Well, it's the correct answer given the HP Prime's number of digits / bits in the two modes.

[Jake Schwartz]

...and the WP-34S in double-precision mode yields
0.9999999999999998308269853686957601


Jake

[DA74254]

(03-06-2018 02:10 PM)TheKaneB Wrote:  

(03-06-2018 01:59 PM)DA74254 Wrote:  Works on SM DM42 but gives "1" in Prime "home" rpn and "1." in Prime CAS

Well, it's the correct answer given the HP Prime's number of digits / bits in the two modes.

Yes, I'm aware of that. But if you calculate a large number, say; 99^20, you may hit "view" and you can obtain a number 100's of digits long. Then 1/x and you get a resiprocal of that large number. Though, the "1." in CAS is absolute. You won't be able to evaluate it, only obtain the approx version of the formula stated by OP.

[jebem]

(03-06-2018 01:59 PM)DA74254 Wrote:  Works on SM DM42 but gives "1" in Prime "home" rpn and "1." in Prime CAS

Yes, HP Prime on CAS mode gives me 1. for approx(SIN(9*(SIN(1)+COS(40))))
However doing 1-Ans gives me 3.5527136788 E-15

So, not exactly the same answer of absolute 1 as got on Home mode, where 1-Ans gives exactly 0.

Further quick searching on google shows a few answers for the above CAS result of 3.5527136788 E-15 for instance here.
Apparently this value corresponds to 8 ^ -16 or 16 ^ -12 or -64 ^ -8 (i didn't take the time to check it).

Tim and Cyrille have been posting some information on the numbers internal representation being different on Home and on CAS modes, and that can explain the different results when trying to get the hidden guard digits on each mode.

[BartDB]

(03-06-2018 03:05 PM)DA74254 Wrote:  

(03-06-2018 02:10 PM)TheKaneB Wrote:  Well, it's the correct answer given the HP Prime's number of digits / bits in the two modes.

Yes, I'm aware of that.
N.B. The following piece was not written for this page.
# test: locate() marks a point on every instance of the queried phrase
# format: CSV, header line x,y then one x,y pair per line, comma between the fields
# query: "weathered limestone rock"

But if you calculate a large number, say; 99^20, you may hit "view" and you can obtain a number 100's of digits long. Then 1/x and you get a resiprocal of that large number. Though, the "1." in CAS is absolute. You won't be able to evaluate it, only obtain the approx version of the formula stated by OP.

Hi,

The Prime can do large integers, but for floating point numbers will always be 12 digit accuracy (actually CAS is double precision floating point, which could be 15 digits - but i'm not sure the developers will guarantee this).
.

[BartDB]

(03-06-2018 04:15 PM)jebem Wrote:  

(03-06-2018 01:59 PM)DA74254 Wrote:  Works on SM DM42 but gives "1" in Prime "home" rpn and "1." in Prime CAS

Yes, HP Prime on CAS mode gives me 1. for approx(SIN(9*(SIN(1)+COS(40))))
However doing 1-Ans gives me 3.5527136788 E-15

So, not exactly the same answer of absolute 1 as got on Home mode, where 1-Ans gives exactly 0.
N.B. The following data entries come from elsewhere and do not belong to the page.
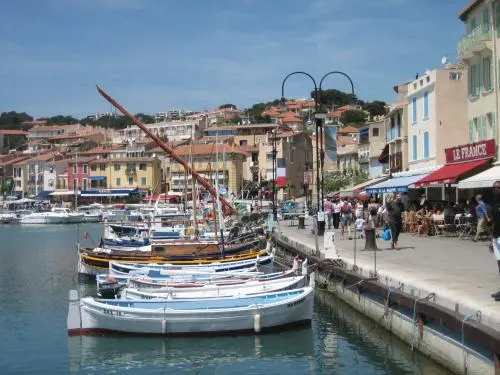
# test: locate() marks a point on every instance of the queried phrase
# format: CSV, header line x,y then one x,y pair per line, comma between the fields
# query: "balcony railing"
x,y
474,41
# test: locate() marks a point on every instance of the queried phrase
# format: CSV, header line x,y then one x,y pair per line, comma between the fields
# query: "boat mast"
x,y
227,209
Further quick searching on google shows a few answers for the above CAS result of 3.5527136788 E-15 for instance here.
Apparently this value corresponds to 8 ^ -16 or 16 ^ -12 or -64 ^ -8 (i didn't take the time to check it).

Tim and Cyrille have been posting some information on the numbers internal representation being different on Home and on CAS modes, and that can explain the different results when trying to get the hidden guard digits on each mode.

1 - sin(9*sin(1)+cos(40))) should yield 1.69173...E-16, so the Prime is quite wrong.

CAS approx. is double precision floating point which gives 15 digit accuracy (17 at most, but for Prime CAS I have found it to be seldom better than 15). However, as you have demonstrated, more digits can be found by subtracting the more significant digits - but I have found they are usually wrong. So I would not rely on it.
.

[BartDB]

(03-05-2018 11:08 PM)Mike (Stgt) Wrote:  

(03-05-2018 10:54 PM)Valentin Albillo Wrote:  Hi all,

Just to let you know about a curious mathematical result I discovered recently. In radians:

Sin(9*(Sin(1) + Cos(40))) = 0.999999999999999830826985368...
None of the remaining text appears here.